Naively, the algorithm above runs in \(\mathcal{O}(N^2)\), far too slow for the given constraint of \(N \leq 200\;000\). However, what if we try a different order of looping \(i\) in the check function? Instead of looping \(i\) in the order \([l, l+1, l+2, .., r]\), we will loop \(i\) “outside-in”, in the order \([l, r, l+1, r-1, l+2, r-2, ...]\). As it turns out, this provides us with an \(\mathcal{O}(N \log N)\) algorithm, which is a dramatic improvement from what we thought would be \(\mathcal{O}(N^2)\)!

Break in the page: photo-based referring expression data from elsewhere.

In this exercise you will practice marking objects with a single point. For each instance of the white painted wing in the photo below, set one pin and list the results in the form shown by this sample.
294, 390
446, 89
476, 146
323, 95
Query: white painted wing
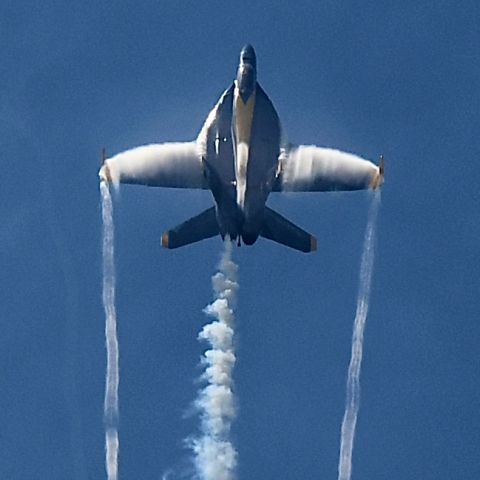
306, 168
175, 165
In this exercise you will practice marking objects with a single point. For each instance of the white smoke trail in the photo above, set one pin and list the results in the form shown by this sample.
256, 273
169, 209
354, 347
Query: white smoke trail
110, 406
353, 379
215, 456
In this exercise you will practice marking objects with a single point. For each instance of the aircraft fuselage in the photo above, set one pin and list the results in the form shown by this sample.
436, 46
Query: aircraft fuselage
243, 147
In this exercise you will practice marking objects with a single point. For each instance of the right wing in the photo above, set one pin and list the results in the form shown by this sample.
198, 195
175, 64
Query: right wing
176, 165
306, 168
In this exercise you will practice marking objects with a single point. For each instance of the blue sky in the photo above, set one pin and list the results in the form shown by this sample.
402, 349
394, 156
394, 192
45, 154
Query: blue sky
398, 78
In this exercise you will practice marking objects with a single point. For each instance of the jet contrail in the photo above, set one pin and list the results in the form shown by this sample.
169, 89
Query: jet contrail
353, 379
110, 407
215, 456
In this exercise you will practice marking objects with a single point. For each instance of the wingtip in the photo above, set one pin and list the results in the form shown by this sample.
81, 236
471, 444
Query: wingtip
379, 176
164, 240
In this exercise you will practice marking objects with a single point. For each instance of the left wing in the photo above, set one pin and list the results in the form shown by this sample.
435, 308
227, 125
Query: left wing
306, 168
176, 165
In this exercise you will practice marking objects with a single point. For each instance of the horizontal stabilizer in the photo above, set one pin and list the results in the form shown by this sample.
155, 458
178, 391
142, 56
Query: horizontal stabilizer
197, 228
280, 230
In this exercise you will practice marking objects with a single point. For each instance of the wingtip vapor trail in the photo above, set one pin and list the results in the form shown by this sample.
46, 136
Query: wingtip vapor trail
112, 373
353, 379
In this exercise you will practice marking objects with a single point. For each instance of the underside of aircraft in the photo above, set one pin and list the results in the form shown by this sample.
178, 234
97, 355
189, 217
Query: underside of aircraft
241, 156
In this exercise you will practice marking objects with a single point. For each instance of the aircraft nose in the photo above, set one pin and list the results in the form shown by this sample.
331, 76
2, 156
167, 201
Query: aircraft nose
247, 55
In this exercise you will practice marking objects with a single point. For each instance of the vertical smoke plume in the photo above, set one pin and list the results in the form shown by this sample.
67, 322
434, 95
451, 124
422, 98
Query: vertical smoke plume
215, 456
110, 407
353, 379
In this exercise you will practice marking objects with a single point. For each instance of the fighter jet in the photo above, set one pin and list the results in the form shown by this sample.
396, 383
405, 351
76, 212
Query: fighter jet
241, 156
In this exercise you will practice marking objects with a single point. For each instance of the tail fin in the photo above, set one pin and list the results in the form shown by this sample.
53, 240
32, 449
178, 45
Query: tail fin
193, 230
280, 230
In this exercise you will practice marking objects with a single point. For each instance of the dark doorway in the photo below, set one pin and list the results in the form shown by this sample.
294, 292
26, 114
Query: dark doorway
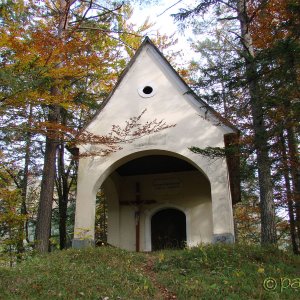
168, 229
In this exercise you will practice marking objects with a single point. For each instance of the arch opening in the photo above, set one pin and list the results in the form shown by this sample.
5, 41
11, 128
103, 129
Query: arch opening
147, 190
168, 229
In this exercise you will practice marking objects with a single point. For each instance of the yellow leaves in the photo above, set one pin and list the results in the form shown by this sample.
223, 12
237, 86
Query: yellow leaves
260, 270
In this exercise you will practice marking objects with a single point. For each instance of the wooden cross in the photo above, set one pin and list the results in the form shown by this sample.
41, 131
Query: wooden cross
138, 203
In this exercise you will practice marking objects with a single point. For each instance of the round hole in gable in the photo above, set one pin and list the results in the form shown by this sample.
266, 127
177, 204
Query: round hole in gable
147, 90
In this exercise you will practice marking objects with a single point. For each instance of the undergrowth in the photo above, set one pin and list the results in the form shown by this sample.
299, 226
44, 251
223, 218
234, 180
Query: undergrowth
203, 272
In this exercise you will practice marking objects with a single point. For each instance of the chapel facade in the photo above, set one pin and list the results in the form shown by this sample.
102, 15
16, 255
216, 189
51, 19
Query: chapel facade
159, 193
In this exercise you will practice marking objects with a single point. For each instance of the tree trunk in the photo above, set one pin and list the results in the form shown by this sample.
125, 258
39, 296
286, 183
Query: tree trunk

To prove this, consider the tree formed by our decisions for \(i\) for each \(i\) recursively chosen by check. This will be a binary tree, where the number of children in the left child is the size of the left side of our split \([l, i-1]\), and the number of children in the right child is the size of \([i+1, r]\). At each step of the algorithm, we are essentially “unmerging” a set of objects into the left and right children, giving each child the corresponding number of objects to its size. Note that this unmerging happens in a time complexity proportional to the size of the smaller child, by nature of us looping outside-in. However, considering the reverse process, this is exactly the process of small-to-large set merging, which is \(\mathcal{O}(N \log N)\)! Thus, we have obtained the correct complexity of our algorithm, and this problem is solved with barely any pain or book-code. Below shows a C++ implementation of check, where lst and nxt store the index of the previous and next appearance of \(A_i\) respectively:

bool check(int l, int r) {
    if (l > r) return 1;
    for (int i = l, j = r; i <= j; i++, j--) {
        if (lst[i] < l && nxt[i] > r) return check(l, i - 1) && check(i + 1, r);
        if (lst[j] < l && nxt[j] > r) return check(l, j - 1) && check(j + 1, r);
    }
    return 0;
}

In conclusion, it may be worth the time to consider seemingly brute force solutions to some problems, as long as there is a merging or unmerging process that can happen proportional to the size of the smaller set, capitalizing on the small-to-large technique when it seems like the last thing one could do.